The keyboard is placed low onto the deck, towards the front of the interior, a design we’ve seen on other notebooks before. That’s because the top part of the laptop accommodates the graphics and the cooling system. A see-through panel allows users to peak at the components inside, just like on the larger Predator 21X, and this panel that’s covered in Gorilla Glass also acts as a giant touchpad.
Users would still have to get used to the unusual arrangement of not having a palm-rest and having the keyboard and touchpad switched between, but many will probably accept the compromise for a laptop with this kind of form-factor and hardware.
The Triton 700 is expected in stores around August, for $2999 and up.
Personally, I’m looking forward to getting my hands on it and see if it lives to the promise of delivering the full power of the GTX 1080 chip in such a shell.
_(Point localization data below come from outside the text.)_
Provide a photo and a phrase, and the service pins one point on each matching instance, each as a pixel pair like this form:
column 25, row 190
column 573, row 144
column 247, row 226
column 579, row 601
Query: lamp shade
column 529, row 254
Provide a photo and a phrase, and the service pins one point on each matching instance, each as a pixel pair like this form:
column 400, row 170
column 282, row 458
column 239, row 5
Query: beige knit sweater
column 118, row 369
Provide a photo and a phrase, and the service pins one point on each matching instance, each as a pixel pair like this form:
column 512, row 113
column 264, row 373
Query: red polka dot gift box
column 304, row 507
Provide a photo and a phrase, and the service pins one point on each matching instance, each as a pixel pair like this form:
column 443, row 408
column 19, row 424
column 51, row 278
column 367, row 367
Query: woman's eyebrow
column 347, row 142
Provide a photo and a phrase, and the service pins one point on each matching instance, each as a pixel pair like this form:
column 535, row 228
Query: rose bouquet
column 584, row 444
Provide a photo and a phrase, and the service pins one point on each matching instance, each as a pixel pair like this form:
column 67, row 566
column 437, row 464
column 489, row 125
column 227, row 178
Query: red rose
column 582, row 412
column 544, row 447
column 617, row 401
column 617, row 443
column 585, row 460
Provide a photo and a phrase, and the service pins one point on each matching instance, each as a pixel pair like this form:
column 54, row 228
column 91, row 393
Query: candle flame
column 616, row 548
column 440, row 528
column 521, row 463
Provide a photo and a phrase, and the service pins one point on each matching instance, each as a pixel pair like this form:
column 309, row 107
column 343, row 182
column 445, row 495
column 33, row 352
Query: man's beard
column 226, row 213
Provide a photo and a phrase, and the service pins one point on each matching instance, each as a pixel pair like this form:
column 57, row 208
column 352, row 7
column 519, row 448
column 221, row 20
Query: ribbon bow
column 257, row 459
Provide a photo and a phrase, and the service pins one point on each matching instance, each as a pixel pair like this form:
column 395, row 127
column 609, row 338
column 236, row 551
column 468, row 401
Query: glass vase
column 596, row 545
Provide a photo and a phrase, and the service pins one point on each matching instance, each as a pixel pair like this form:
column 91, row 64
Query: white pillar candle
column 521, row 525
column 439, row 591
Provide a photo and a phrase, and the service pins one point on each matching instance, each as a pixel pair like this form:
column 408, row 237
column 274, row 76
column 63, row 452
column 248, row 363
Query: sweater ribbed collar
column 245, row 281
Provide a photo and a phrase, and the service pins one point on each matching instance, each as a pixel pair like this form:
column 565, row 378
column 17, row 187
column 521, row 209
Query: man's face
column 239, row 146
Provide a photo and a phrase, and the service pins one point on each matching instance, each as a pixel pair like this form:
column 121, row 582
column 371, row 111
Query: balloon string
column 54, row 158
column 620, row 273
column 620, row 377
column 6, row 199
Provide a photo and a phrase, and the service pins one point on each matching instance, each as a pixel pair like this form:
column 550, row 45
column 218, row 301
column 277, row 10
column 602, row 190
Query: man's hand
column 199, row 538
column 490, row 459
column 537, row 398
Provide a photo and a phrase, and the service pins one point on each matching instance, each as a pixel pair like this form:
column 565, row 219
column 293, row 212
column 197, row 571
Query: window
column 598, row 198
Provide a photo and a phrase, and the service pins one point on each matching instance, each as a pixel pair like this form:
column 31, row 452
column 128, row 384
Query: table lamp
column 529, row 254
You know I don’t get easily excited, but this laptop could be like no others out there. Acer seem to be confident it can do the job, as they bragged about this laptop scoring around 17000 points in 3DMark 13 and compared the results to what other thin-and-light gaming laptops are capable of, as you can see in the pics below.
Updated Swift 3, Swift 1, Switch 3 and Switch 5 series
Other novelties in Acer’s lineup include some updates of already existing models and a few new 2-in-1s.
The new Swift 1 for instance is a 13-inch laptop with a metallic build, a matte IPS screen, fanless Intel Apollo Lake hardware, a backlit keyboard and a fingerprint reader. We’ve already spent time with a pre-production variant and we’ll have our review up very soon.
The new Swift 3 improves on one of the best bang-for-the-buck everyday laptops we’ve reviewed in 2016 and ads new color schemes, slightly new aesthetics (smooth interior and brushed aluminum exterior) and options for Nvidia 10-series graphics (no details on the model, but I’d reckon a GT 1040 of the sorts). Also, the new Swift 3 will be available in either a 14 or 15.6-inch version, thus becomes an option for those looking for a full-size laptop as well.
The Switch 3 is a Windows tablet with a 12-inch FHD IPS touchscreen with support for Acer’s Active Pen, an adjustable kickstand on the back and a detachable keyboard folio. It looks a lot like an HP Spectre X2, which is a good thing, as the X2 is one of the better such devices you can get out there.
The Switch 5 is a higher-tier device with a similar form factor, but a 12-inch QHD screen with digitizer and Core i Kaby Lake processors cooled passively with Acer’s LiquidLoop technology, pioneered on the Alpha 12s line. Other advertised aspects are the fingerprint reader integrated into the power button and a one-hand kickstand that’s supposed to be easier to adjust than others (doesn’t make much sense to me, but I’ll wait to see it in action).
There are no details on the pricing and availability of either of these products, but like I said in the beginning, stay close for further updates of this entire article.